In terms of Mac mini/Air/Studio it depends entirely on your workflow, cant recommend anything here

64GB gives you a lot more options for sure, you need space for context, not just space for fitting the model alone.

Gemma 4 uses 11GB for full 256K context at fp16 because of SWA. Qwen has DeltaNet so its efficient too, IIRC takes like 16GB.

11GB KV + 19GB for Gemma on oQ4 quant = 30GB

30GB obviously fits within 48GB. Then in oMLX you also have SSD cold KV caching and TurboQuant.

I mean if he has momey to get M5 series with 64GB RAM then yea sure more RAM is alwyas better, but its M3 Max vs M5 Pro comparision.

M5 Pro will do it 3x faster while using like 60% of the power. That difference is absolutely massive, because Apple added matmul acceleration in M5. On one MacBook you have quiet and fast inference even on the go, on other an opposite of that. Cherry on top is 14" chassis for M3 Max - enjoy 7000RPM for 8 minutes when it processes that long context.

Due_Duck_8472@reddit

The M5 will die if it runs fans at max for such a long time. The lifetime of the computer will be in months, not years

MacBook Pro 16" with M5 Pro won't run fans at max speed ever, that cooler has the capacity to run M5 Max that eats twice as much power.

MacBook Pro 14" on the other hand has way less cooling capacity than 16" that doesn't have capacity to cool Max and it has that Max chip.

What are you trying to write? That M5 Pro has the most powerful cooling Apple makes and that chip uses half as much power as Max.

Did you make a typo and meant M3?

itsmunzir@reddit

m3 max 64gb wins for local lIms because vram is the bottleneck. 64gb runs a 40b q4 model comfortably; 48gb forces compromises.

Long_comment_san@reddit

Either you run smaller dense models slowly at 48gb or you run large moe models at 64+. 64 is a deadzone to be honest. Zero change from 48 on dense front and not enough to run quants of larger MOE models.

I say get 48 and run local dense models on the fly and maybe build yourself a proper server so you can slap 256gb ram + 48gb VRAM there and use more or less all modern models.

JLeonsarmiento@reddit

M5Pro.

Famous_Lime6643@reddit

I’d say if you’re going to use local models for coding the RAM on either of those may not be enough. I currently have a a Mac Studio M3 ultra with 96 GB and it works pretty well, but I’m always a little afraid of what would happen if a bunch subagents got spun up. My MacBook M4 pro with 48 gb drags a bit on the same models.

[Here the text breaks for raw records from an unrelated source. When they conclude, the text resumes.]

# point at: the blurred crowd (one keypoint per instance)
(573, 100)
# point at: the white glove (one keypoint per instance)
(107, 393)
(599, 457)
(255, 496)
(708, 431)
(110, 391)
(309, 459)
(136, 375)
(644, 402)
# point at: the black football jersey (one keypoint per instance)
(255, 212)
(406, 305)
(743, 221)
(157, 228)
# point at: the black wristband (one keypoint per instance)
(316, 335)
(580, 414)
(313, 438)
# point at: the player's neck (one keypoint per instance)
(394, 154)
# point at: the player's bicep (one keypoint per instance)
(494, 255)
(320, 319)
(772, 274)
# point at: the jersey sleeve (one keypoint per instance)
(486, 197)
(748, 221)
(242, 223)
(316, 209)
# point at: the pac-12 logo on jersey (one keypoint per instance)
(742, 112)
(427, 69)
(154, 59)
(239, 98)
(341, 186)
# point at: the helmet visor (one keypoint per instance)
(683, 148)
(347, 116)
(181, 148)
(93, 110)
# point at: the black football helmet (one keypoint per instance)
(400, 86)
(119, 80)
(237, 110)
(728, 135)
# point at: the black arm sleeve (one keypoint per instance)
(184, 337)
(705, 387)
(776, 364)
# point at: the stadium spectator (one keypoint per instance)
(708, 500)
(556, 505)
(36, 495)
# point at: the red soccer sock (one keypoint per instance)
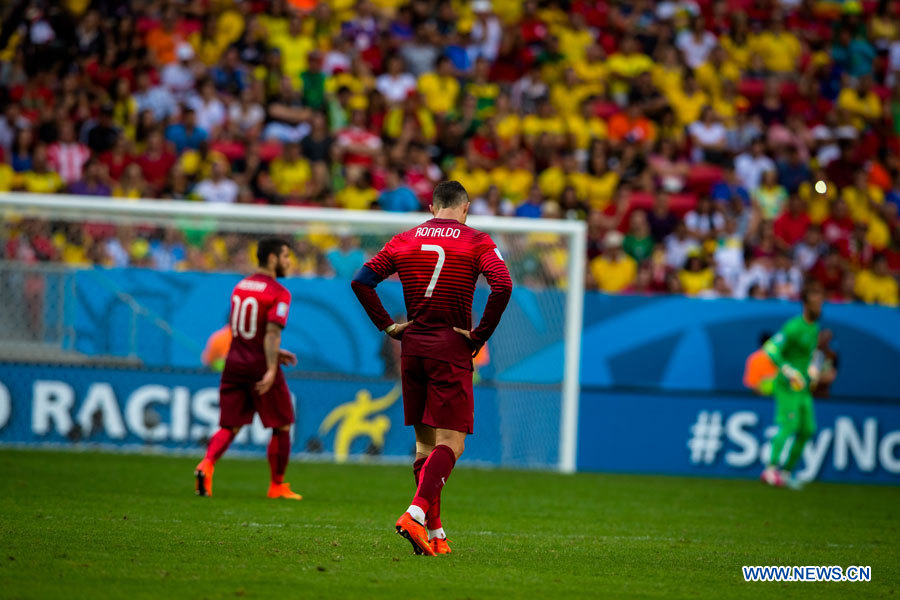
(278, 453)
(433, 516)
(218, 444)
(434, 475)
(417, 468)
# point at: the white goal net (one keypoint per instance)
(122, 291)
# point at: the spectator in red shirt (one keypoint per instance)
(838, 227)
(117, 159)
(156, 161)
(355, 144)
(67, 156)
(790, 226)
(829, 272)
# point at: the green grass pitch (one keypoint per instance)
(90, 525)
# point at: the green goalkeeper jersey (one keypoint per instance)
(794, 345)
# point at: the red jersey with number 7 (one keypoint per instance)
(255, 302)
(438, 263)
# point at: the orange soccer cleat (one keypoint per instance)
(203, 473)
(283, 490)
(440, 545)
(416, 533)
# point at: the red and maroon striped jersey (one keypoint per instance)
(255, 302)
(438, 263)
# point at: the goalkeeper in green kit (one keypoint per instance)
(791, 349)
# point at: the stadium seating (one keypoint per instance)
(561, 109)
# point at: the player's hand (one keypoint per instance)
(396, 330)
(464, 332)
(475, 346)
(265, 384)
(286, 357)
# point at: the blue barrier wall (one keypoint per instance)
(653, 343)
(179, 411)
(661, 379)
(724, 436)
(728, 436)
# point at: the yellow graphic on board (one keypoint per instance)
(359, 418)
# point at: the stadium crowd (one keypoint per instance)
(714, 147)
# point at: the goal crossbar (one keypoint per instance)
(249, 217)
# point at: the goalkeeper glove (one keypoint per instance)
(796, 379)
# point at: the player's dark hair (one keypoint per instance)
(266, 247)
(811, 287)
(448, 194)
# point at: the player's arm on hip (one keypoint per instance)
(380, 267)
(271, 347)
(492, 266)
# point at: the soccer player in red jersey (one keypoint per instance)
(252, 381)
(438, 263)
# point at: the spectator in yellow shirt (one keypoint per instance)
(515, 178)
(585, 127)
(877, 285)
(737, 43)
(40, 179)
(818, 204)
(688, 102)
(728, 105)
(6, 177)
(715, 71)
(668, 73)
(862, 197)
(545, 121)
(483, 89)
(862, 103)
(439, 88)
(411, 116)
(507, 124)
(295, 47)
(592, 69)
(290, 172)
(475, 179)
(359, 193)
(568, 94)
(575, 40)
(779, 48)
(695, 277)
(613, 271)
(626, 64)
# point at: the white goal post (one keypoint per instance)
(289, 220)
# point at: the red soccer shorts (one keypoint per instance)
(437, 393)
(238, 401)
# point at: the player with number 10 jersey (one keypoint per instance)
(252, 381)
(438, 263)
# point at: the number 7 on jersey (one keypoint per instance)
(437, 268)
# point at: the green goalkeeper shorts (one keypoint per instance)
(793, 409)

TBH I’ve been curious about local coding agents and how the steering works so that’s why I’ve been playing around with them — but for anything serious I still use a cloud model. Curious what others are doing? Particularly system hardware//llm//harness combos that work well for you?

SexyAlienHotTubWater@reddit

Just buy an M1. They're much cheaper and have similar bandwidth.

a-babaka@reddit

M5 pro is great but 48 isn't enough if you plan to run something else except of llm's at the same time.